The officer says in the report, after she was stopped, "Fox began to walk away, yelling at my partner, 'Brother help a sister -- are you going to let this racist white cop do this ... well are you?'"

In the section of the report in which the officers are asked to describe the demeanor of the person they're arresting, the officer wrote "demeaning." We're told things got volatile enough that a patrol sergeant was called to the scene.

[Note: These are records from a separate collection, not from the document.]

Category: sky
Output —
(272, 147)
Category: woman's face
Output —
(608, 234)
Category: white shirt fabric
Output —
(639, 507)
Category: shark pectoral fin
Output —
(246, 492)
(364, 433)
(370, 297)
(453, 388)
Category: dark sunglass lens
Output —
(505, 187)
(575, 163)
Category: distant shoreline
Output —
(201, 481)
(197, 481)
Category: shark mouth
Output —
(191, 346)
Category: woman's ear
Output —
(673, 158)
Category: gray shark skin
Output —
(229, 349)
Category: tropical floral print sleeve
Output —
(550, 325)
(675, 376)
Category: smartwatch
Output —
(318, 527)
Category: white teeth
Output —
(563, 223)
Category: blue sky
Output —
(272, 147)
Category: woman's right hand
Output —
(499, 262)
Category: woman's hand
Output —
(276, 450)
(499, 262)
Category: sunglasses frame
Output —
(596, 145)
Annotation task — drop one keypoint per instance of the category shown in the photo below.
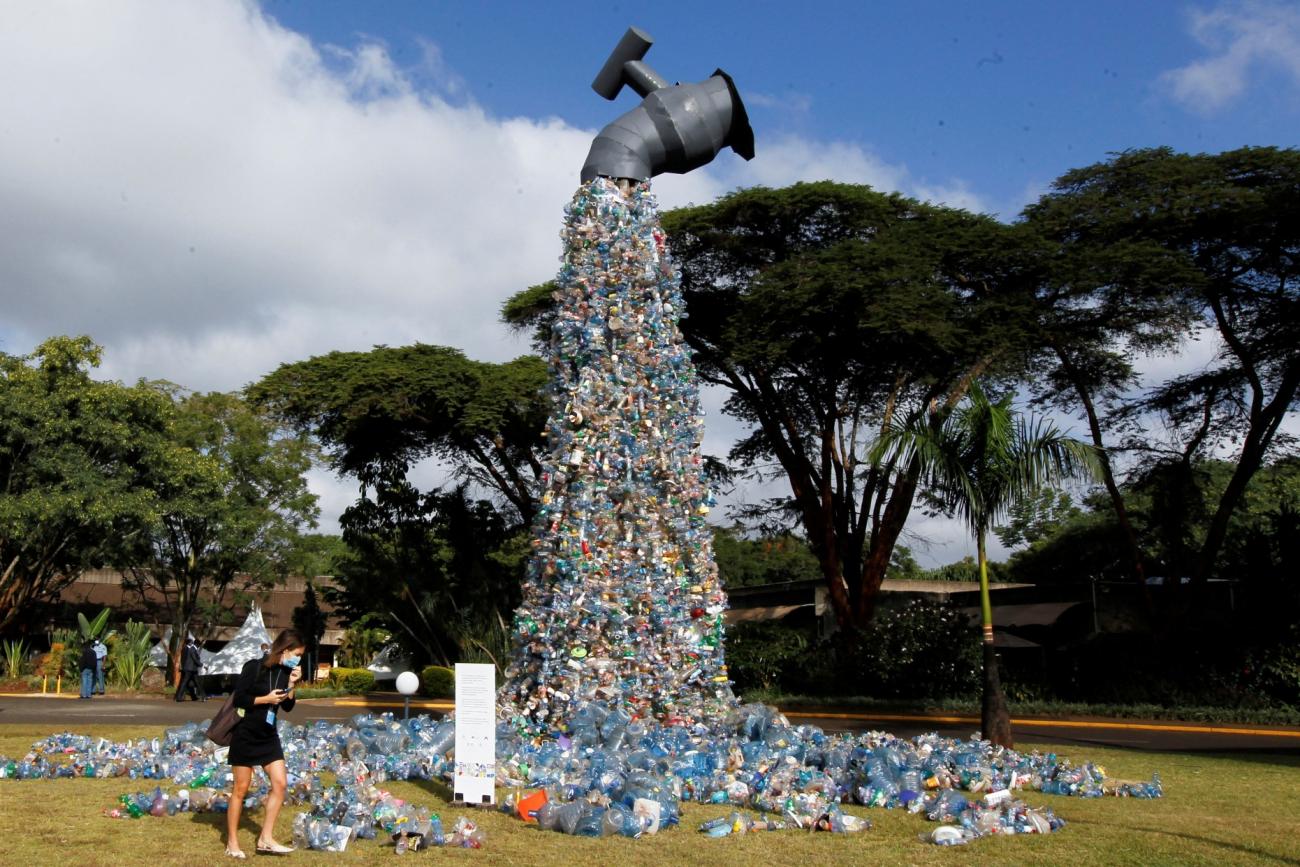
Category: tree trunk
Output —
(883, 543)
(995, 719)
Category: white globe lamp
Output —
(407, 684)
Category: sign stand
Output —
(476, 735)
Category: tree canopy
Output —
(1164, 246)
(377, 414)
(230, 504)
(78, 458)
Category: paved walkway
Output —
(69, 712)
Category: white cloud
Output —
(1242, 39)
(209, 195)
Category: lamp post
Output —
(407, 683)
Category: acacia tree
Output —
(78, 458)
(1216, 241)
(827, 311)
(230, 507)
(377, 414)
(980, 462)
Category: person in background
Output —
(264, 688)
(100, 655)
(86, 662)
(191, 662)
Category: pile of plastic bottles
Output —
(355, 809)
(798, 776)
(622, 599)
(596, 779)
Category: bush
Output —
(918, 650)
(438, 681)
(761, 655)
(351, 680)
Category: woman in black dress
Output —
(264, 689)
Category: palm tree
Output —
(979, 462)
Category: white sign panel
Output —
(476, 733)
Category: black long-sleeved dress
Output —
(255, 741)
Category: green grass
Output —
(1218, 810)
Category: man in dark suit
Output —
(191, 662)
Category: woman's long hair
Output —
(284, 641)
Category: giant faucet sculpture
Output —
(674, 129)
(622, 616)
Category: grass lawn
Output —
(1218, 809)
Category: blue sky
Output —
(215, 187)
(1000, 96)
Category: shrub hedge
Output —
(438, 681)
(351, 680)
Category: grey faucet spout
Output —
(675, 128)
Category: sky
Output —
(215, 187)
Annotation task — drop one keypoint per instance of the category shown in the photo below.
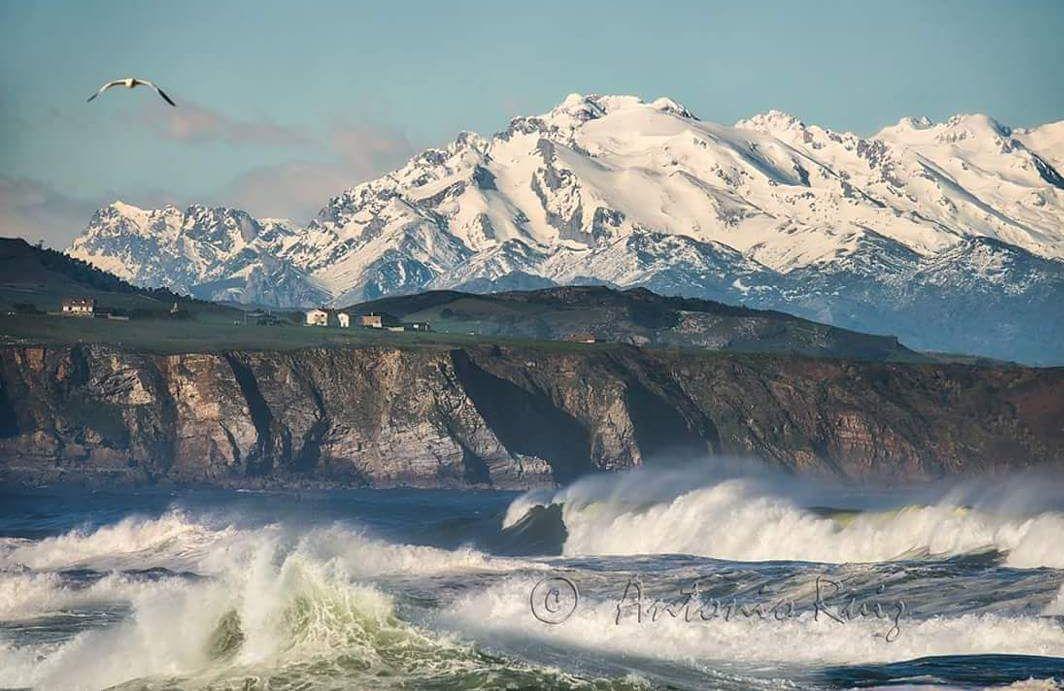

Daniel Laubscher, the officer who wrote the report, and who Fox called "racist," is white. The other officer, called "brother" by Fox, is Sam Dealba -- and he's Hispanic.

Fox was taken to the station where a breath test was administered. The report reads, "Fox then burped quite loudly and I then aborted the test." She was also advised she could take off her 3-4 inch high heeled spiked boots, but "she told me she was a dancer and felt more comfortable wearing them."

 
Here we go!  Did homegirl not learn anything from Mel Gibson? When you get arrested, superglue your mouth so you won't get in trouble. I would've give anything to see her burp loudly. A bubble of plastic probably came out of her mouth.
 
The cops should file charges against her for traumatizing their asses with that devil face!